Di Rosita Rijtano il . Campania

Quando i carabinieri arrivarono a Poggio Vallesana per arrestare Lorenzo Nuvoletta, la prima cosa che sentirono fu la voce di una donna: “Fujte, ce stanno gli sbirri”. Nel dicembre 2004 a Secondigliano le hanno trovate in strada, armate. In mano piatti e stoviglie, pronte a difendere i loro uomini. “Jatevenne”, urlano nel 2010 a Caivano contro i poliziotti colpevoli d’impedire lo spaccio della droga. “Noi dobbiamo vivere, abbiamo i figli e siamo senza stipendio”. Confidenti, assassine, imprenditrici: sono le cosiddette lady camorra. A volte appassionate vendicatrici. Come la loro progenitrice, Pupetta Maresca che negli anni cinquanta uccise l’assassino del marito, Pasquale Simonetti. A volte manager, titolari di aziende e ingenti patrimoni. Come Immacolata Capone, freddata a Sant’Antimo nel 2004. A volte crudeli. “È un uomo”, rivela il pentito Vincenzo Buono di Maria Rosaria Schiavone: “Si occupa persino di pulire le armi”. Violenta e spietata è la nipote del capo del clan dei Casalesi, dagli occhi taglienti e la mascella serrata; arrestata nell’aprile 2010 per estorsione aggravata e favoreggiamento alla camorra. 
Rosetta Cutolo, sorella di Raffaele; Anna Mazza vedova di Gennaro Moccia; Rosetta Petrosino, moglie del boss Vincenzo Marrazzo: lungo è l’elenco delle signore che nel corso degli anni hanno affiancato compagni, fratelli e figli all’interno dei clan camorristici; occupandone il posto e reggendo le fila del potere durante la loro prigionia. Crescendo in potere e indipendenza, diventando sempre più numerose.

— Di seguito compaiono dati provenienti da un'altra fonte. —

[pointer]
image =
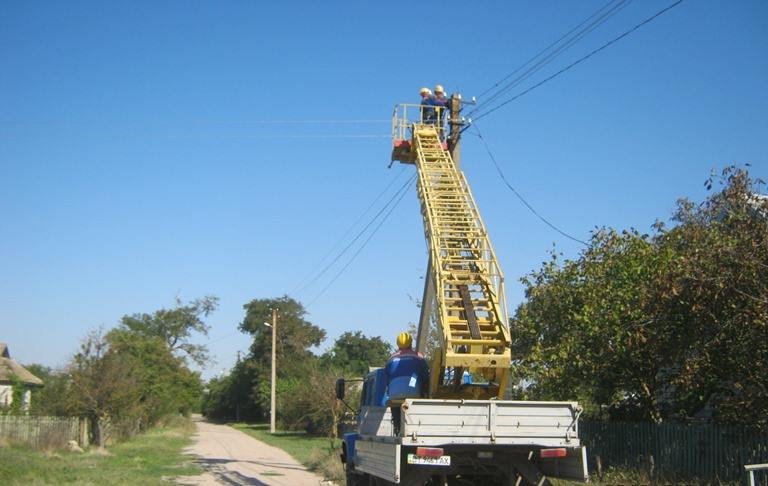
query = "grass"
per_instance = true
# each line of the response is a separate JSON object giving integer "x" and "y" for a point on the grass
{"x": 145, "y": 459}
{"x": 318, "y": 454}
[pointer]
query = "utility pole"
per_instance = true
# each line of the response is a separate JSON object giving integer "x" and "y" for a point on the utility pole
{"x": 272, "y": 411}
{"x": 454, "y": 107}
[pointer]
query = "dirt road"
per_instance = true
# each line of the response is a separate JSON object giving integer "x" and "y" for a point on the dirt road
{"x": 232, "y": 457}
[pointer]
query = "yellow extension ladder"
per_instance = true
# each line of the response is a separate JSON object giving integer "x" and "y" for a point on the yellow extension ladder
{"x": 469, "y": 298}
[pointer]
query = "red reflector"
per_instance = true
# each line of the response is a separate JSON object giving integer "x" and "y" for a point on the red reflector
{"x": 560, "y": 452}
{"x": 430, "y": 451}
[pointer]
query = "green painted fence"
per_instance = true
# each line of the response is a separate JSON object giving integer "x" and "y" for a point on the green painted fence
{"x": 42, "y": 432}
{"x": 687, "y": 451}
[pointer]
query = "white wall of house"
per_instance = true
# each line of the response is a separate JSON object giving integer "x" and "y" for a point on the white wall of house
{"x": 6, "y": 395}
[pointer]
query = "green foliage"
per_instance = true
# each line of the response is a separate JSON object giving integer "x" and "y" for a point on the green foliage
{"x": 295, "y": 334}
{"x": 355, "y": 353}
{"x": 176, "y": 326}
{"x": 167, "y": 385}
{"x": 671, "y": 325}
{"x": 148, "y": 460}
{"x": 232, "y": 396}
{"x": 305, "y": 386}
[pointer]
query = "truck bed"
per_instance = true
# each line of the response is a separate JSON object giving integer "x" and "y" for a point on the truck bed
{"x": 514, "y": 431}
{"x": 499, "y": 422}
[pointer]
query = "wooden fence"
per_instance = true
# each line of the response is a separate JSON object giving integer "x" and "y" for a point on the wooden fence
{"x": 685, "y": 451}
{"x": 43, "y": 432}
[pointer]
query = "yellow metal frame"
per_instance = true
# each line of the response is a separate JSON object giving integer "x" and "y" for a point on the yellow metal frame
{"x": 470, "y": 297}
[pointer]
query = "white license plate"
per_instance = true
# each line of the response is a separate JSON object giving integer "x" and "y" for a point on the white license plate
{"x": 429, "y": 461}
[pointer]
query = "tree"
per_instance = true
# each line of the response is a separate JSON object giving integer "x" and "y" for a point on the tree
{"x": 104, "y": 388}
{"x": 657, "y": 327}
{"x": 176, "y": 326}
{"x": 355, "y": 353}
{"x": 295, "y": 338}
{"x": 167, "y": 386}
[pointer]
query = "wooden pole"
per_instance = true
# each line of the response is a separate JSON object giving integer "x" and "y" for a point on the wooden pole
{"x": 272, "y": 410}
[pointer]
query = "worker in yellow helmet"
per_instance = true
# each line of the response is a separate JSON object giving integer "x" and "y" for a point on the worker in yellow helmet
{"x": 407, "y": 376}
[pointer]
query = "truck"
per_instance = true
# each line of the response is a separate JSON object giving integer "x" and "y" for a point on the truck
{"x": 461, "y": 430}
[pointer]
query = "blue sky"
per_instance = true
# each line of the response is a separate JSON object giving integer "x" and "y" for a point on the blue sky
{"x": 158, "y": 149}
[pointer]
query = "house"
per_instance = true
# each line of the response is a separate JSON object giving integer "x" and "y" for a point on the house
{"x": 10, "y": 372}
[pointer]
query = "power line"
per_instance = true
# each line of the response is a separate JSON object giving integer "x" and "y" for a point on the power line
{"x": 583, "y": 30}
{"x": 584, "y": 58}
{"x": 399, "y": 192}
{"x": 520, "y": 197}
{"x": 304, "y": 281}
{"x": 370, "y": 236}
{"x": 207, "y": 122}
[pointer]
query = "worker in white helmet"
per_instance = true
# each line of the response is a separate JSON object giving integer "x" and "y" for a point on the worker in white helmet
{"x": 427, "y": 111}
{"x": 440, "y": 102}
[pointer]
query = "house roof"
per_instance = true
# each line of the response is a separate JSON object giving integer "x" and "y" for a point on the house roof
{"x": 9, "y": 368}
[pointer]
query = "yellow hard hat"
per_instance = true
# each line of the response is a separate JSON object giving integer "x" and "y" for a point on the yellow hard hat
{"x": 404, "y": 340}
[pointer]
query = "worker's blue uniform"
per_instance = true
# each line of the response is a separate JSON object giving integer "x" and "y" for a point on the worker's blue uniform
{"x": 427, "y": 110}
{"x": 407, "y": 375}
{"x": 440, "y": 106}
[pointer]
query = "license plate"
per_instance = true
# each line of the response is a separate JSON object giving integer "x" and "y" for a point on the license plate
{"x": 429, "y": 461}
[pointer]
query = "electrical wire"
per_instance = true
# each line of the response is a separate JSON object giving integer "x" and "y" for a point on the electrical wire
{"x": 389, "y": 203}
{"x": 304, "y": 282}
{"x": 580, "y": 60}
{"x": 592, "y": 22}
{"x": 370, "y": 236}
{"x": 519, "y": 196}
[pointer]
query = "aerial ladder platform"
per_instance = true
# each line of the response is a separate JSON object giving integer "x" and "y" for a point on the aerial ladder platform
{"x": 462, "y": 431}
{"x": 464, "y": 286}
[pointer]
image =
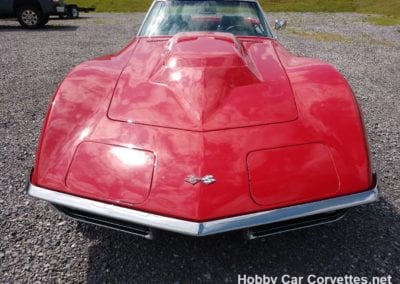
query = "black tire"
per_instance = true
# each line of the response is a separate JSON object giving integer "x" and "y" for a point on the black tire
{"x": 31, "y": 17}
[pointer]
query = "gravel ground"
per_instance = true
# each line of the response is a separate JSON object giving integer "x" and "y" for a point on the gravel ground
{"x": 37, "y": 244}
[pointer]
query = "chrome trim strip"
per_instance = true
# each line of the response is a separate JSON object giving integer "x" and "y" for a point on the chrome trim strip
{"x": 204, "y": 228}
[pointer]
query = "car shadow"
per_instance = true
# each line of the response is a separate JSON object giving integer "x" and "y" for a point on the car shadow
{"x": 364, "y": 243}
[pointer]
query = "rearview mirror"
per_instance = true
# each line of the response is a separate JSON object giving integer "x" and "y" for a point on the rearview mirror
{"x": 280, "y": 24}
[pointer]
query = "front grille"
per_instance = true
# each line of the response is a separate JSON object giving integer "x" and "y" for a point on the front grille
{"x": 123, "y": 226}
{"x": 294, "y": 224}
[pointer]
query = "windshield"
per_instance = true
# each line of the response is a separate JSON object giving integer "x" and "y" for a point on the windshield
{"x": 236, "y": 17}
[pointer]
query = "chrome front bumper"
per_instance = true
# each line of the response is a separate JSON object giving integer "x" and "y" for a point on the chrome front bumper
{"x": 199, "y": 229}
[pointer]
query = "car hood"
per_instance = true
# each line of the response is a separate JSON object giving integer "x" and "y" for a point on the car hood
{"x": 203, "y": 82}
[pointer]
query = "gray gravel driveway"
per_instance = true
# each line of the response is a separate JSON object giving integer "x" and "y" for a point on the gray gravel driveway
{"x": 37, "y": 244}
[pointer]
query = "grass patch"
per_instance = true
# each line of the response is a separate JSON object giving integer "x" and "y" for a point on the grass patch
{"x": 319, "y": 36}
{"x": 384, "y": 21}
{"x": 390, "y": 9}
{"x": 309, "y": 6}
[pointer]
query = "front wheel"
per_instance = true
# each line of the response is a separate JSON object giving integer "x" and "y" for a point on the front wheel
{"x": 30, "y": 17}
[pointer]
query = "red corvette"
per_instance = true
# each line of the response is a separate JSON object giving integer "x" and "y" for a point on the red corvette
{"x": 204, "y": 124}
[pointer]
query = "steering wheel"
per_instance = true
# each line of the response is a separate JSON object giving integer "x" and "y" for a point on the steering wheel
{"x": 237, "y": 28}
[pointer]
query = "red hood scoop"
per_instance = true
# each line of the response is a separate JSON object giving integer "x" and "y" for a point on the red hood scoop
{"x": 203, "y": 82}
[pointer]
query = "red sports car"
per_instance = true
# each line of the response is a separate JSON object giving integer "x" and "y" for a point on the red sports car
{"x": 204, "y": 124}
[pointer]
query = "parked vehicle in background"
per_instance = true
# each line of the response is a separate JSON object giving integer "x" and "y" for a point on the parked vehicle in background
{"x": 31, "y": 13}
{"x": 72, "y": 11}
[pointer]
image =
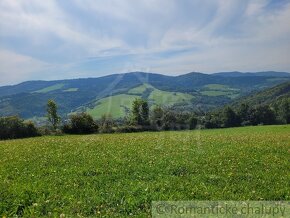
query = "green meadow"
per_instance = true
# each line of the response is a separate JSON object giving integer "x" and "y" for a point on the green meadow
{"x": 121, "y": 174}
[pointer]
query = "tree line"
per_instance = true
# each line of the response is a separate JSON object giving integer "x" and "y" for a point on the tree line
{"x": 141, "y": 118}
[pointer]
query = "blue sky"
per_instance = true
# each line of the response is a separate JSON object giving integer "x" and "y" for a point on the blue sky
{"x": 54, "y": 39}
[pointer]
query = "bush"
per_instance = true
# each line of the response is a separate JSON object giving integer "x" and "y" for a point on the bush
{"x": 80, "y": 124}
{"x": 13, "y": 127}
{"x": 106, "y": 124}
{"x": 130, "y": 128}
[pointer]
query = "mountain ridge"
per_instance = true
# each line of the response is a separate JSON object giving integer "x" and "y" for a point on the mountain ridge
{"x": 28, "y": 99}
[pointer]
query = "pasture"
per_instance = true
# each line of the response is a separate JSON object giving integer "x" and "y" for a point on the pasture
{"x": 121, "y": 174}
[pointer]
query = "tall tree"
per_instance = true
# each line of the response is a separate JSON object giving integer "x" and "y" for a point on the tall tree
{"x": 52, "y": 114}
{"x": 230, "y": 118}
{"x": 140, "y": 112}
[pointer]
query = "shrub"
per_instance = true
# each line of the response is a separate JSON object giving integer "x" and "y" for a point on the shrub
{"x": 13, "y": 127}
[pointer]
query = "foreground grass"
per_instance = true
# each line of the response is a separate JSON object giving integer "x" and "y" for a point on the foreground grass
{"x": 120, "y": 174}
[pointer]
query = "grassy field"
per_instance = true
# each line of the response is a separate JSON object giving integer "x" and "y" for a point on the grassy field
{"x": 116, "y": 105}
{"x": 50, "y": 88}
{"x": 119, "y": 105}
{"x": 120, "y": 174}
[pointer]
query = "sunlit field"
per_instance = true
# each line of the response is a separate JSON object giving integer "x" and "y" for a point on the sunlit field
{"x": 121, "y": 174}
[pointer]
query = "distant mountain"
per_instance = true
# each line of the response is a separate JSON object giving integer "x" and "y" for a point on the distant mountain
{"x": 267, "y": 96}
{"x": 266, "y": 73}
{"x": 114, "y": 93}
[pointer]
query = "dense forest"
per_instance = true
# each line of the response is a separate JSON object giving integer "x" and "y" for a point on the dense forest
{"x": 268, "y": 107}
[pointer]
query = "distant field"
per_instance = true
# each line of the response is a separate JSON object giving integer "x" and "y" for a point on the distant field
{"x": 50, "y": 88}
{"x": 120, "y": 174}
{"x": 220, "y": 90}
{"x": 116, "y": 105}
{"x": 119, "y": 105}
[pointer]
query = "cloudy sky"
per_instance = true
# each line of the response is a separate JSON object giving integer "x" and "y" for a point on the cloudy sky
{"x": 55, "y": 39}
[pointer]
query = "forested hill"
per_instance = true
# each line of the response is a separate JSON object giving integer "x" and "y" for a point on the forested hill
{"x": 114, "y": 93}
{"x": 267, "y": 96}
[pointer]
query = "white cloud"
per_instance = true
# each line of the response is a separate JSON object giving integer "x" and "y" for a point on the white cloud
{"x": 216, "y": 36}
{"x": 16, "y": 68}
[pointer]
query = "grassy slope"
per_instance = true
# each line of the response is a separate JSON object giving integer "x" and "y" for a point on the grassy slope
{"x": 120, "y": 174}
{"x": 140, "y": 89}
{"x": 114, "y": 105}
{"x": 220, "y": 90}
{"x": 117, "y": 105}
{"x": 168, "y": 98}
{"x": 50, "y": 88}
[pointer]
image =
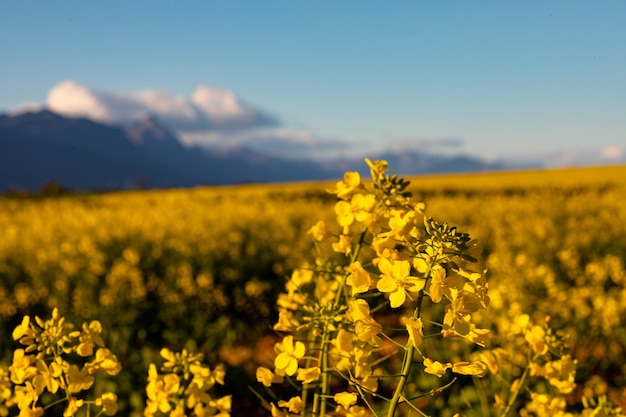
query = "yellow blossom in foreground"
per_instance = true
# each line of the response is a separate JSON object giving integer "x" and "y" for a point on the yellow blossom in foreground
{"x": 319, "y": 231}
{"x": 359, "y": 279}
{"x": 396, "y": 280}
{"x": 294, "y": 405}
{"x": 308, "y": 375}
{"x": 73, "y": 406}
{"x": 108, "y": 402}
{"x": 286, "y": 362}
{"x": 477, "y": 368}
{"x": 435, "y": 367}
{"x": 345, "y": 399}
{"x": 267, "y": 377}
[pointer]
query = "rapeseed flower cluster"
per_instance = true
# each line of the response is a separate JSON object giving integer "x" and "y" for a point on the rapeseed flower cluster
{"x": 384, "y": 262}
{"x": 58, "y": 360}
{"x": 184, "y": 387}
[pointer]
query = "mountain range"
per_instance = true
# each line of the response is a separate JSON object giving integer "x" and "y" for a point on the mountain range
{"x": 44, "y": 147}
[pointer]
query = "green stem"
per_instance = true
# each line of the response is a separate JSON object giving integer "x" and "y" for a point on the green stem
{"x": 522, "y": 383}
{"x": 409, "y": 352}
{"x": 322, "y": 399}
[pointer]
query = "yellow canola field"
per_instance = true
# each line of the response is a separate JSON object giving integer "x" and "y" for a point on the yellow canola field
{"x": 204, "y": 266}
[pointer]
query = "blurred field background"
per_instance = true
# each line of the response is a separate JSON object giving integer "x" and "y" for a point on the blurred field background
{"x": 201, "y": 268}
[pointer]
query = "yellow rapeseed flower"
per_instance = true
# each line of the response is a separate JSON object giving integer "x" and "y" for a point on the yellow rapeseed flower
{"x": 396, "y": 280}
{"x": 286, "y": 362}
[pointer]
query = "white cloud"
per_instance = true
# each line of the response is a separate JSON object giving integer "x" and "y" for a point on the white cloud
{"x": 612, "y": 152}
{"x": 278, "y": 141}
{"x": 208, "y": 108}
{"x": 29, "y": 107}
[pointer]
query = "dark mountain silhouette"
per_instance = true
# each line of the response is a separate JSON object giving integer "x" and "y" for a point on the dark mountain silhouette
{"x": 36, "y": 148}
{"x": 43, "y": 147}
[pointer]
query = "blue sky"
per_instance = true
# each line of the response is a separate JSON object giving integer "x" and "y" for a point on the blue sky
{"x": 486, "y": 78}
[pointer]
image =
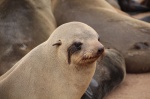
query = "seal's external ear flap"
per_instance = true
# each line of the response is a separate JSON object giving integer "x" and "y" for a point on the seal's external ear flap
{"x": 57, "y": 43}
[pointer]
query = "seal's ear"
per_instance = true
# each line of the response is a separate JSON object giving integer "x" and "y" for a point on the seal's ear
{"x": 57, "y": 43}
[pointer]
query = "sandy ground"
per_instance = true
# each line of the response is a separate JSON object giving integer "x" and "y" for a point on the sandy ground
{"x": 135, "y": 86}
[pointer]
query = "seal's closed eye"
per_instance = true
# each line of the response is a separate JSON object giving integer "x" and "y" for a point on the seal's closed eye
{"x": 76, "y": 46}
{"x": 57, "y": 43}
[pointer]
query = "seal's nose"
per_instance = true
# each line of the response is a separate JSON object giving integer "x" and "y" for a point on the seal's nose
{"x": 100, "y": 50}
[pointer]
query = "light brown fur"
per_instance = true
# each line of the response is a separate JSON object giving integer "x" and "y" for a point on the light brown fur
{"x": 44, "y": 73}
{"x": 129, "y": 36}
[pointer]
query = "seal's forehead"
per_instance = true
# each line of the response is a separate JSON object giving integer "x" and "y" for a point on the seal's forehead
{"x": 75, "y": 29}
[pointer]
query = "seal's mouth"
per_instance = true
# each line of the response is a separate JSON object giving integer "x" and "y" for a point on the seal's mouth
{"x": 89, "y": 59}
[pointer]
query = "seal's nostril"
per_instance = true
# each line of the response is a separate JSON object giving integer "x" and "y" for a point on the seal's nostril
{"x": 100, "y": 50}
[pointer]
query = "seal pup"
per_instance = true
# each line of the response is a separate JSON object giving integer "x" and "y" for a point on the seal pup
{"x": 129, "y": 36}
{"x": 60, "y": 68}
{"x": 24, "y": 24}
{"x": 110, "y": 73}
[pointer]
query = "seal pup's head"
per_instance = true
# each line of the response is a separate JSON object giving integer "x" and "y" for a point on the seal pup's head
{"x": 77, "y": 47}
{"x": 80, "y": 43}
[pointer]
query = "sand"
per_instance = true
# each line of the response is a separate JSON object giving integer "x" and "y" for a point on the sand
{"x": 135, "y": 86}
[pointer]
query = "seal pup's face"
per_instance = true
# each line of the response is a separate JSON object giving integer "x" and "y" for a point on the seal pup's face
{"x": 81, "y": 44}
{"x": 85, "y": 52}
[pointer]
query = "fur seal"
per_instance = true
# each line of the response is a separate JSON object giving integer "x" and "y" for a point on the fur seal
{"x": 24, "y": 24}
{"x": 117, "y": 31}
{"x": 60, "y": 68}
{"x": 110, "y": 72}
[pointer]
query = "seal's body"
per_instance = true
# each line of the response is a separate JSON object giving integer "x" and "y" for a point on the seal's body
{"x": 24, "y": 24}
{"x": 129, "y": 36}
{"x": 60, "y": 68}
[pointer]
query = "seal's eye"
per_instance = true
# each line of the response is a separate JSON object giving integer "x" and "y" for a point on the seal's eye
{"x": 77, "y": 45}
{"x": 99, "y": 39}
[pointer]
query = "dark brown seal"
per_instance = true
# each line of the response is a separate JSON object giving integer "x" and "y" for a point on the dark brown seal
{"x": 117, "y": 31}
{"x": 24, "y": 24}
{"x": 110, "y": 73}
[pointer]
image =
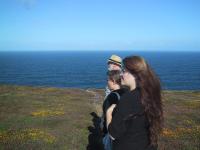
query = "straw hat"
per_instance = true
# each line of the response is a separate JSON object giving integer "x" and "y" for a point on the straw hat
{"x": 115, "y": 60}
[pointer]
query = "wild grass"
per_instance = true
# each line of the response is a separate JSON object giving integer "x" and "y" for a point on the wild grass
{"x": 53, "y": 118}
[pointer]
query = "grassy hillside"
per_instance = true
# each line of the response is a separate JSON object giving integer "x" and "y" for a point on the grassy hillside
{"x": 52, "y": 118}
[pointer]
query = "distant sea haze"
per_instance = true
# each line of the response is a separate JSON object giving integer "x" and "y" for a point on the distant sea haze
{"x": 87, "y": 69}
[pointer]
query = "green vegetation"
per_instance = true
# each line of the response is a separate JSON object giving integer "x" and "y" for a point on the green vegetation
{"x": 53, "y": 118}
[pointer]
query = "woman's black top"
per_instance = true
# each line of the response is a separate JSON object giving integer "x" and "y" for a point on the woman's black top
{"x": 129, "y": 126}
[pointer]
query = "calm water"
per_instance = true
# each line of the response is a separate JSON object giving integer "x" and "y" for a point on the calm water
{"x": 177, "y": 70}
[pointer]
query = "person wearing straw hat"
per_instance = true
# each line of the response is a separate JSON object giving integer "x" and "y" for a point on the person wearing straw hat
{"x": 114, "y": 64}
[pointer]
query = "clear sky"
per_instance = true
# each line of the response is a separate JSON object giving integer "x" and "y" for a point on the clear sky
{"x": 100, "y": 25}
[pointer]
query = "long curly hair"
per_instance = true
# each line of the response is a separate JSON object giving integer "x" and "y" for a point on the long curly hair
{"x": 151, "y": 97}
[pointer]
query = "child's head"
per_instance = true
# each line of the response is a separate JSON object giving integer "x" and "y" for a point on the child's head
{"x": 114, "y": 63}
{"x": 114, "y": 79}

Ma essere donne in Campania non vuol dire solo piegarsi al “sistema”.  Anzi. Ci sono donne e donne. Occhi e occhi. Quelli della legalità hanno le sfumature di una terra fertile. È minuta ma ha spalle larghe abbastanza da sopportare il peso di una vita blindata. Silvana Fucito, commerciante di vernici nel quartiere napoletano di San Giovanni, ha visto il mondo crollarle addosso quando nel 2002 la camorra le incendiò il negozio. Il motivo? Si era rifiutata di pagare il pizzo.  La reazione non si fece attendere. “Quella sera stessa andai a sporgere denuncia agli estortori”, ricorda in un’intervista rilasciata al Venerdì nel 2008.  Da quel momento la lotta al racket diventa il fulcro della sua vita. Nel 2005 il Time la inserisce nella classifica degli eroi europei definendola una combattiva donna d’affari. “Esistono centinaia di piccole storie di donne che hanno reagito al sistema”, assicura la giornalista Rosaria Capacchione. Lei è una di quelle. Nessuno ha documentato meglio le zone d’ombra dell’amministrazione comunale casertana; la radicata collusione con la camorra; gli affari dietro la gestione dell’emergenza rifiuti. Evitando qualsiasi riguardo per il potere. Così le minacce arrivarono presto: lettere; telefonate; perfino un piano per “sopprimerla”, come rivelato nel ’96 dal pentito Dario De Simone. Poi Spartacus: il processo alla mafia più importante degli ultimi quindici anni. Rosaria lo segue, spulciando carte e sentenze. Senza mai stancarsi. Non si stanca neanche Alessandra Clemente, figlia di Silvia Ruotolo uccisa per errore nel 1997 durante una sparatoria all’Arenella tra camorristi rivali. Aveva nove anni quando dal balcone di casa vide la madre accasciarsi a terra sotto i colpi di un’arma da fuoco. Oggi ne ha 25 e la rabbia che si accese nel suo cuore quel giorno è motore di un impegno concreto. Da Libera, associazione di don Luigi Ciotti, alla Fondazione Po.lis., con don Tonino Palmese e Paolo Siani, fino a Silvia Ruotolo Onlus inaugurata nel 2011. “La donna, madre, è trasmettitrice di valori. Quando una madre sceglie la camorra, consegna la morte al proprio figlio”, dice Alessandra. E ha occhi d’un azzurro cristallino. Bellissimi.